Can you figure out what the odds of this happening are?

For the last 6 holidays, my family has drawn a piece of paper from a hat to see who is randomly chosen to say grace. Everyone draws a piece of paper, but only one piece says, ';You say grace'; on it. There were 9 people at the first holiday, 9 at the next, 9 at the third, 8 at the fourth, 9 at the fifth and 10 at the last. I have drawn this ';grace'; piece of paper 4 out of the 6 holidays! What are the mathematical chances or probability that I would have drawn this piece of paper 4 out of the 6 holidays with that many people involved? Thanks!Can you figure out what the odds of this happening are?
This is a bit of a long problem to solve since the probability for each holiday is not the same. If you got ';grace'; 4 out of 6 times, that means you didn't get it 2 out of the 6 times. Let's look at how that can be arranged:


You can not say grace on the 1st and 2nd, or 1st and 3rd, etc.

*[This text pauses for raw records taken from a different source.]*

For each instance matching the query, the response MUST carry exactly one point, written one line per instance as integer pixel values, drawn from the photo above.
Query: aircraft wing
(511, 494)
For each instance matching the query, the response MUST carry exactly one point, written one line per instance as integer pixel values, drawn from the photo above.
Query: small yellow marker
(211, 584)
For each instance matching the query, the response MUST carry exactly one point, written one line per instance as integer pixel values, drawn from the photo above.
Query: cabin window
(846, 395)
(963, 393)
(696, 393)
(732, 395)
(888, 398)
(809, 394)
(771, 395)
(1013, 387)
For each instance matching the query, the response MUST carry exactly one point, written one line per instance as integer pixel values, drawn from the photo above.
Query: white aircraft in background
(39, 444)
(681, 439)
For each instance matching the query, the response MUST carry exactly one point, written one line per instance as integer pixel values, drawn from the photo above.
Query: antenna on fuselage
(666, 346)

1,2 1,3 1,4 1,5 1,6 2,3 2,4 2,5 2,6 3,4 3,5 3,6 4,5 4,6 5,6





So, you've got these 15 arrangements of times for you not to say grace (and to say grace). Look at the first outcome: you did not say grace on the 1st and 2nd holiday. The probability of that is (8/9)*(8/9), but you did say grace on the other holidays, and that probability is (1/9)*(1/8)*(1/9)*(1/10). So, the probability of you saying grace on just the last 4 holidays is (8/9)*(8/9)*(1/9)*(1/8)*(1/9)*(1/10) = 64/524880 = 4/32805 = about .000122 and you've got 14 other possibilities:


1,3: (8/9)*(1/9)*(8/9)*(1/8)*(1/9)*(1/10) = 64/524880 = 4/32805


1,4: (8/9)*(1/9)*(1/9)*(7/8)*(1/9)*(1/10) = 56/524880 = 7/65610


1,5: (8/9)*(1/9)*(1/9)*(1/8)*(8/9)*(1/10) = 64/524880


1,6: (8/9)*(1/9)*(1/9)*(1/8)*(1/9)*(9/10) = 72/524880


2,3: (1/9)*(8/9)*(8/9)*(1/8)*(1/9)*(1/10) = 64/524880


2,4: (1/9)*(8/9)*(1/9)*(7/8)*(1/9)*(1/10) = 56/524880


2,5: (1/9)*(8/9)*(1/9)*(1/8)*(8/9)*(1/10) = 64/524880


2,6: (1/9)*(8/9)*(1/9)*(1/8)*(1/9)*(9/10) = 72/524880


3,4: (1/9)*(1/9)*(8/9)*(7/8)*(1/9)*(1/10) = 56/524880


3,5: (1/9)*(1/9)*(8/9)*(1/8)*(8/9)*(1/10) = 64/524880


3,6: (1/9)*(1/9)*(8/9)*(1/8)*(1/9)*(9/10) = 72/524880


4,5: (1/9)*(1/9)*(1/9)*(7/8)*(8/9)*(1/10) = 56/524880


4,6: (1/9)*(1/9)*(1/9)*(7/8)*(1/9)*(9/10) = 63/524880


5,6: (1/9)*(1/9)*(1/9)*(1/8)*(8/9)*(9/10) = 72/524880


Add all of this up and I think you get 959/524880 = about .001827 or roughly 1 in 500.


Can you figure out what the odds of this happening are?
1/9 is the average so 1/9^4=1 in 6561 for 4 64/81 for the other 2 not to be chosen. Somewhere between 1 in 5184 and 1 in 6561.